Who Rules: Japan is a constitutional monarchy, governed by a bicameral national parliament called the Diet. The 511-member Lower House and 252-member Upper House are both elective. The Liberal Democratic party (LDP), which has been in power since W.W. II, holds bare majorities in both houses. The LDP itself formally consists of several factions, which contest for leadership of the party and thus control of the national cabinet.
Emperor Hirohito, a direct descendant of Jimmu Tenno, the first emperor of Japan, has held the throne since 1926. Under the post-W.W. II Japanese constitution he has formal responsibilities and powers similar to those of the British monarch. At the end of the war, he renounced his "divinity," the traditional claim of Tenno's Yamato dynasty.
Who REALLY Rules: The ruling Liberal Democrats are neither liberal nor particularly democratic. The LDP is quite openly part of Japan's big business establishment. In Japan, perhaps more than in any other industrial capitalist nation, the interests of the major corporations and the national government are closely integrated. Westerners call the result "Japan, Inc." Corporations adopt their own LDP candidates for the Diet. Corporate leaders participate in government policy discussions and the government works to rationalize the economy through financing, as well as close supervision, of the private sector. Members of the business elite, or Zaikai, do not take government posts as their U.S. counterparts often do. Rather, they exercise their influence through organizations such as Sanken (Industrial Problems Study Council) and Keidanren (Federation of Economic Organizations).
Japan's political leadership is from a social elite, consisting primarily of graduates from seven universities. Seven of its 12 prime ministers since W. W. II have been graduates from the Todai (Tokyo University) law department, and the top leaders of the Japanese Communist and Socialist parties are also from Todai.
Compared to Europe, Japan's economic leadership is relatively independent of the U.S., but America has residual influence, both through its well-equipped troops in Japan and through U.S. corporate domination of Japan's sources of fuel and other imported natural resources.
The U.S. operates 33 primary military bases in Japan and Okinawa and 125 support facilities.

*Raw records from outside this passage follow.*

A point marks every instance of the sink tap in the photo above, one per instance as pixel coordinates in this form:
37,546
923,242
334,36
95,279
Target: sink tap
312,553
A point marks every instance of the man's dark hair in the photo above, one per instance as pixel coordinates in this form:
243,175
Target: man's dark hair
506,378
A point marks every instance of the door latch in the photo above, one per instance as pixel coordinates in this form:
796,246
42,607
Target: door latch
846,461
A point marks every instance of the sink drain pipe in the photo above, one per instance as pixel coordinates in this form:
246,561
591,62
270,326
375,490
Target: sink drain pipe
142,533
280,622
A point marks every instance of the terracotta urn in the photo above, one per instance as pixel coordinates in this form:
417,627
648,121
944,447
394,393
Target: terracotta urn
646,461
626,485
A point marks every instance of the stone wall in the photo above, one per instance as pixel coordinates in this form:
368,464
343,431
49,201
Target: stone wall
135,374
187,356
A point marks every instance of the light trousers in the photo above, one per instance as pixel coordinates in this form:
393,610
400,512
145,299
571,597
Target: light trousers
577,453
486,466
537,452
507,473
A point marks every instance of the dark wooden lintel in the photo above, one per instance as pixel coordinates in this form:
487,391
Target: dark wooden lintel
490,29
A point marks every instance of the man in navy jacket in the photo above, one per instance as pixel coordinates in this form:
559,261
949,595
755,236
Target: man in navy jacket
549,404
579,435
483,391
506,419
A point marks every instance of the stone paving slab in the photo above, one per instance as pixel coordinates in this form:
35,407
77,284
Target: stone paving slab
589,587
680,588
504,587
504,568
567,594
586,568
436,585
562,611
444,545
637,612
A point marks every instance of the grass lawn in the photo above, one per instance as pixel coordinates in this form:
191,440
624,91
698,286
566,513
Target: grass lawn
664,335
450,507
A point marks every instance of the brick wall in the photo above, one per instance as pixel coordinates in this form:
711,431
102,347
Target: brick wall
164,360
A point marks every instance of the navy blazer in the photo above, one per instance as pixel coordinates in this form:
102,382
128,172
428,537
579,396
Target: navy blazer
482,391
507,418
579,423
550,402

There are 45,000 U.S. troops stationed in Japan. Since 1973, the U.S. has home-ported the aircraft carrier Midway at Yokosuka, not far from Tokyo. Despite the antimilitary provision in the Japanese constitution, Japan maintains air, land, and sea "self-defense" forces totaling more than 238,000 men, and domestic critics have pointed out that the forces have enough officers to expand the force with ease to a much larger size.
Payoffs by America's Lockheed Aircraft Corporation led to an earthshaking scandal in 1976-1977. Lockheed channeled funds to top Japanese officials to arrange the sale of its L-1011 Tri-Star jets to All Nippon Airways. Former Prime Minister Tanaka Kakuei was arrested for allegedly taking bribes. Right-wing political godfather Kodama Yoshio, one of the founders of the Liberal Democrats, was charged with receiving huge payments from Lockheed. And many influential businessman--including Osano Kenji, who has extensive properties in Hawaii--have been implicated as well. The scandal is the chief reason why the LDP, after years of comfortable majorities, nearly lost its control of the Diet.
Japan's largest ethnic minority, Koreans, faces discrimination on the largely homogeneous islands, but an even larger group of ethnic Japanese faces centuries-old prejudice. There are as many as 3 million social outcasts called Burakumin, people whose backgrounds are registered in their hometowns. The Burakumin are distant descendants of beggars or butchers and hide tanners (impure tasks according to Budhism and Shintoism). Despite legal reforms intended to improve their position, Burakumin are discriminated against in employment and marriage, and many are forced to live in urban slums.